---
jupytext:
  text_representation:
    extension: .md
    format_name: myst
    format_version: 0.13
    jupytext_version: 1.16.2
kernelspec:
  display_name: python3
  language: python
  name: python3
---

# AMA model structure

Accuracy Maximization Analysis (AMA) is a method to learn
the filters that maximize the performance of a probabilistic
decoder for a given task.

The goal of this tutorial is to introduce the structure of the
AMA model, together with some of the main methods of the `amatorch`
package, which implements AMA in PyTorch.

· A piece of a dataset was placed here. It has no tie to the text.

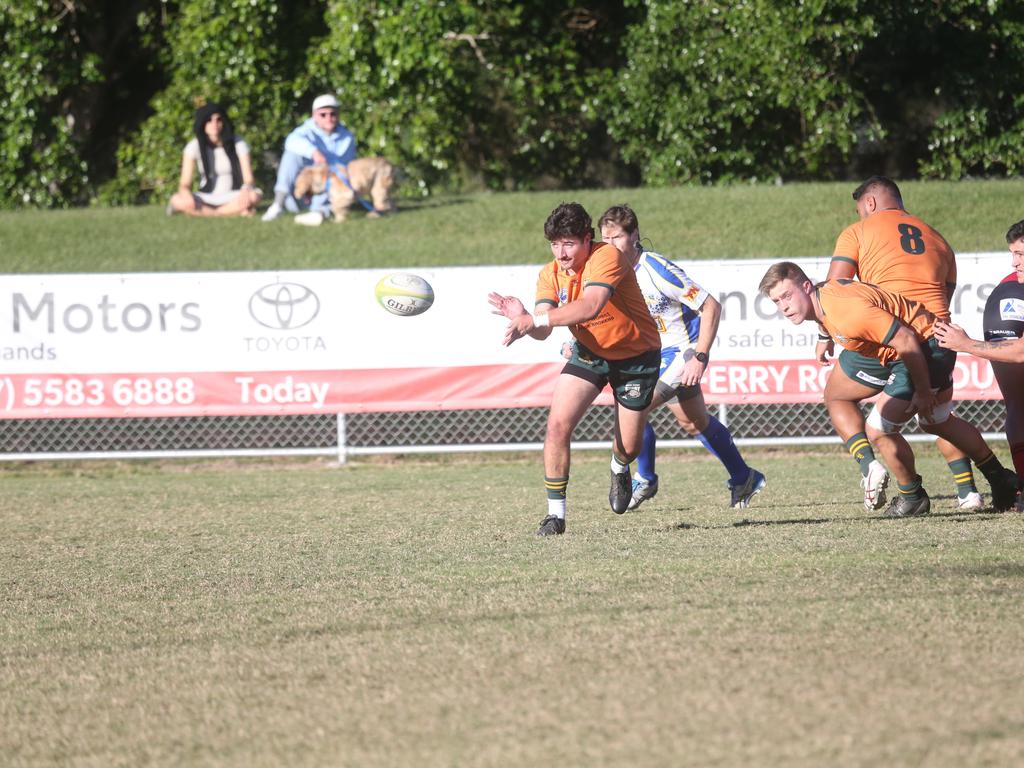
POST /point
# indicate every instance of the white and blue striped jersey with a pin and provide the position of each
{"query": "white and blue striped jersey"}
(673, 299)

Different variants of AMA are possible. Here we will present
the simplest variant, AMA-Gauss. Other variants are
included in `amatorch`, and the user can also
implement custom AMA models. See (fill other tutorials).

## Disparity dataset

:::{admonition} Disparity
Disparity is the difference in the position of a feature in a pair
of binocular (i.e. stereo) images, like the two eyes of a human.
Estimating the disparity in an image is a key step in stereo
depth perception.
:::

We introduce AMA using a naturalistic disparity dataset that
is included in `amatorch`. The dataset has shape `(9500, 2, 26)` 
consisting of 9500 samples, with 2 channels and 26 pixels for each sample,
and 19 classes (with 500 samples each) that represent disparity levels in arcmin.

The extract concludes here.